Something Might Happen, Julie Myerson

Something-Might-Happen-Julie-Myerson.

I’ve always wondered what Julie Myerson’s books are like, but only because she’s so controversial a figure in the north London media gossip scene for writing about her children often and openly, in a long-running Guardian column and a non-fiction book about her eldest son’s cannabis addiction.

I didn’t know what any of them were called though, so assumed they weren’t great, or that her infamy overshadowed them. I came across Something Might Happen (2003) on holiday, in a worn paperback edition. The book begins with a murder, as so many books do. It is a brutal one. Myerson then unpicks, cleverly and gently, the actions and feelings of the husband, best friend, lover and children left behind, the pain they go through as devastating as the original act.

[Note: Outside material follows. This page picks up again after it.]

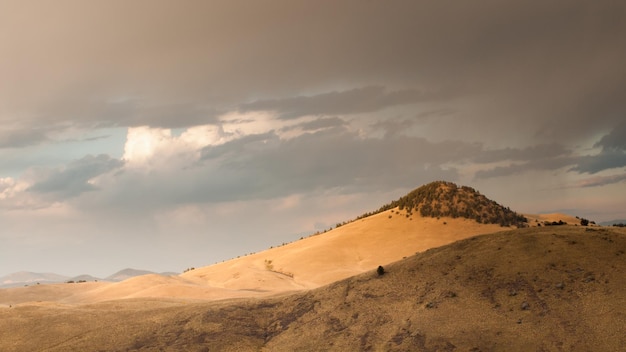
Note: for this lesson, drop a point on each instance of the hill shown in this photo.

What happens? They try and get through each day. In terms of plot, Myerson has constructed a sophisticated tale upon the flimsiest of foundations, but she succeeds because the story is touching and, let’s face it, could happen to any of us. Although the murder is horrific, as the book unfolds we experience a tenseness to match any thriller, but not the expected revelations. This made the book somewhat unsatisfying at the end, but also projected a kind of truth about grief and about events with no explanation: the thing cannot be solved, and it will not go away, it can only be lived with, and endured. There is no closure for anyone.

I was doing my postgrad and not following fiction releases when this book came out, so I don’t know what, if any, sort of fanfare it received, but I feel there are many writers of Myerson’s remarkable calibre who are thought of as women who write about family and domestic issues, and whose books would have been sold very differently under a man’s name.